3. Check the ops switches in the DSC100 to make sure they are set right
4. I believe their is a lock CV on some decoder so you do need to check that. 
5. Make sure you can control the loco on the mains so you know for sure that the decoder is responding and what its address is
6. With the loco on the programming track, does decoder pro recognize it

Does this lack of recognizing the programming track happen with all the loco's or just one? 

I did notice that the DSC100 can be set to use the "Programming track" as an automated deceleration track, just another feature they throw in to add more confusion, but could turn out to be a big benefit for some. You might check to make sure that ops switch in the DSC100 is not on!


----------



## ddixoncint1 (Aug 31, 2016)

Thanks for your comments. #6 above is the problem. 
A back ground story. For several years, I belonged to a module group which was set up using Digitrax only. Before I converted to DCC, I had to make the decision of which manufacturer to go with . I chose Digitrax because of its history in the hobby and the amount of documentation there was. Things have changed. Tony's trains use to sell a special decoder that would work with SW-9 and SW-12 (if I am getting my numbers correctly ) But no more. 
Again I apologize for rambling on.
I never thought about trying to use the throttle in decoder pro. That will be my weekend project. Will let you know when this all works out. 

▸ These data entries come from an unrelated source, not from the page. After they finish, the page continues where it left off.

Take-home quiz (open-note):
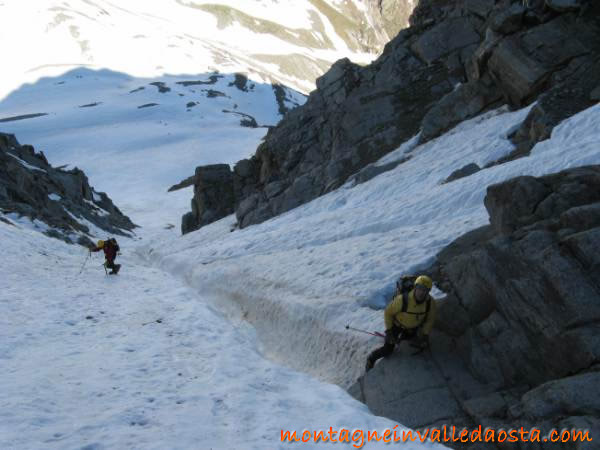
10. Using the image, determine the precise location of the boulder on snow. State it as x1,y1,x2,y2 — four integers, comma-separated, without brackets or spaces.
181,164,235,234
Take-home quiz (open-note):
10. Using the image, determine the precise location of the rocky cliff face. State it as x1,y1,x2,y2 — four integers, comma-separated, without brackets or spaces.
183,0,600,236
0,133,136,245
352,166,600,449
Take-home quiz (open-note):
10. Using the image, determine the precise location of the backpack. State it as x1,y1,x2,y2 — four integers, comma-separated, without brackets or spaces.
108,238,121,253
394,275,431,322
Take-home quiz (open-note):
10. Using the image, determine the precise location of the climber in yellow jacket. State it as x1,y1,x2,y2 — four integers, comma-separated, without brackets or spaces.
366,275,436,371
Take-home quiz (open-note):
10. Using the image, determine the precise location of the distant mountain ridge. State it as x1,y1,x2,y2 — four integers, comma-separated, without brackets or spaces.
0,0,416,97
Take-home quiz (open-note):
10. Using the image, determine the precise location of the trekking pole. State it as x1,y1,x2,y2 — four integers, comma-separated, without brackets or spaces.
346,325,385,339
77,252,92,275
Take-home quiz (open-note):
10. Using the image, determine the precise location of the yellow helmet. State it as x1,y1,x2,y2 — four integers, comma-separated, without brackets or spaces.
415,275,433,289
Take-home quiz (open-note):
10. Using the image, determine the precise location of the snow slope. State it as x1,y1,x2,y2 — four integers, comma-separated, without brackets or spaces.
0,0,391,99
0,217,446,450
0,68,305,228
0,100,600,450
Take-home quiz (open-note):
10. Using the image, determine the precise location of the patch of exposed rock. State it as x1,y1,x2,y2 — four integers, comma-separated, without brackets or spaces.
0,133,136,245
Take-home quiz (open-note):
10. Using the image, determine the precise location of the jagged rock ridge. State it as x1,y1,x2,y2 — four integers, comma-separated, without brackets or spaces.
182,0,600,233
0,133,136,245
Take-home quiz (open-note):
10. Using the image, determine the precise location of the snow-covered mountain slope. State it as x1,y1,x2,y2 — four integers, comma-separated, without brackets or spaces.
0,216,441,450
0,68,305,229
0,0,398,98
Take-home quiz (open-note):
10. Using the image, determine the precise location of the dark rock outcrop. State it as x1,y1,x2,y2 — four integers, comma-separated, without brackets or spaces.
0,133,136,245
183,0,600,232
351,166,600,449
181,164,235,234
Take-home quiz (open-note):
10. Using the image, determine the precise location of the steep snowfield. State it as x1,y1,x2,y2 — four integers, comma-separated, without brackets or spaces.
0,221,446,450
0,68,305,229
0,0,390,99
0,100,600,450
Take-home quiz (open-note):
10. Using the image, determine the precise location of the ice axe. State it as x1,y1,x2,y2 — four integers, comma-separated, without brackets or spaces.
346,325,385,339
77,252,92,275
142,319,162,326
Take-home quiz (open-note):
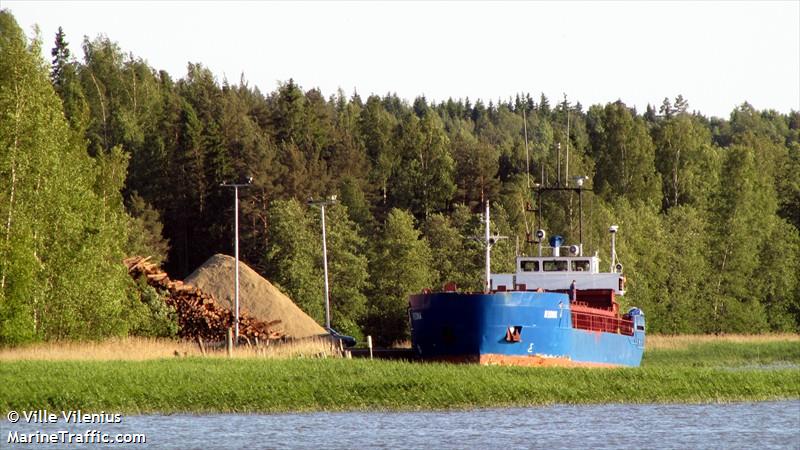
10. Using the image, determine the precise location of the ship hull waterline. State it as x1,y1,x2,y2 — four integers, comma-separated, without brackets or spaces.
409,291,645,367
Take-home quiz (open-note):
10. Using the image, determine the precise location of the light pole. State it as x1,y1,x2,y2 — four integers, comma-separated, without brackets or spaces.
220,177,253,344
307,195,336,331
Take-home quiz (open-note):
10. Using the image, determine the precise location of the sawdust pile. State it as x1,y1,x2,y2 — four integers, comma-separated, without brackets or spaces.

Sent from my SM-G900V using Tapatalk


----------



## Lemonhawk (Sep 24, 2013)

using a DecoderPro throttle was how I checked out the computer interface. If that works and you still can't get to the loco on the programming track then you could try a different Loco and try too isolate if its the loco or something in the Digitrax system.


----------



## Cycleops (Dec 6, 2014)

If you're finding it just too difficult to get along with just sell it as @Chip suggests and buy something a bit more user friendly. Little point in labouring on with something which doesn't work the way you want it to.


----------



## Lemonhawk (Sep 24, 2013)

Did you try the Digitrax forum for help? You can also call them and they will attempt to help.


----------



## Chip (Feb 11, 2016)

CTValleyRR said:


> I'm with Lemonhawk. I don't use Digitrax, because personally I find it too fiddly, but there are lots of folks here who swear by it. I wonder where they are?


They usually swoop in and pontificate brilliantly, resolving the difficulties in a jiffy. The features they explain are enough to make me want to switch to "Digi" but then another thread like this pops up.

I feel bad for the man, I agonized over which system to get and chose the one NOBODY was dedicating entire threads to the problems it had.


----------